Communication, Relationships and Trust

An effective school board needs to be able to engage in effective multi-directional communication that empowers all families to understand how they can most effectively partner with the district to help their children and all children in the district to reach their potential, that empowers district staff to serve the needs of all children in the district within the context of a healthy and supportive work environment, and that effectively solicits and leverages the support of other community partners. In the spirit of the New Jersey Open Public Meetings Act, it is important that all school board members actively demonstrate at their meetings a commitment to open, inclusive, respectful, empathetic and collaborative dialog, deliberation and decision making, as well as carrying that same mindset into the school board’s closed session and committee work. This is a commitment I have always brought to my work, both in my career and in my volunteerism, and I promise to carry it into my work on the Board should I be elected.

Relationships and trust among the Board, district administrators, school administrators, staff and families have been strained for a long time.

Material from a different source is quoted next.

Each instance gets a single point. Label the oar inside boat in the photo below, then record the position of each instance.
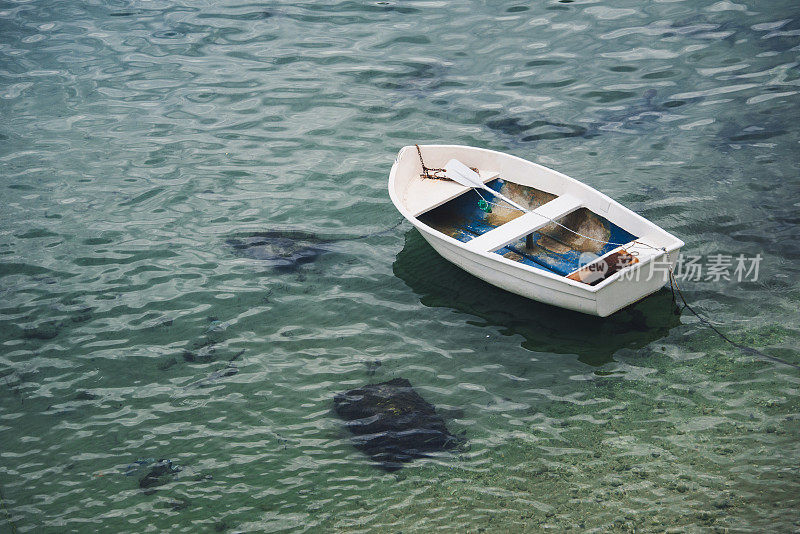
(460, 173)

In addition to engaging and communicating with all stakeholders in ways that are grounded in empathy and respect, equity and inclusion, we also need to commit to transparency and accountability, open and collaborative dialog, deliberation and decision making. That includes being open and honest about positive and negative news and results, supported with clear and effective management reporting on timelines and performance metrics. All of that contributes to establishing trust among district stakeholders, and relationships built on trust are both healthier and easier to sustain.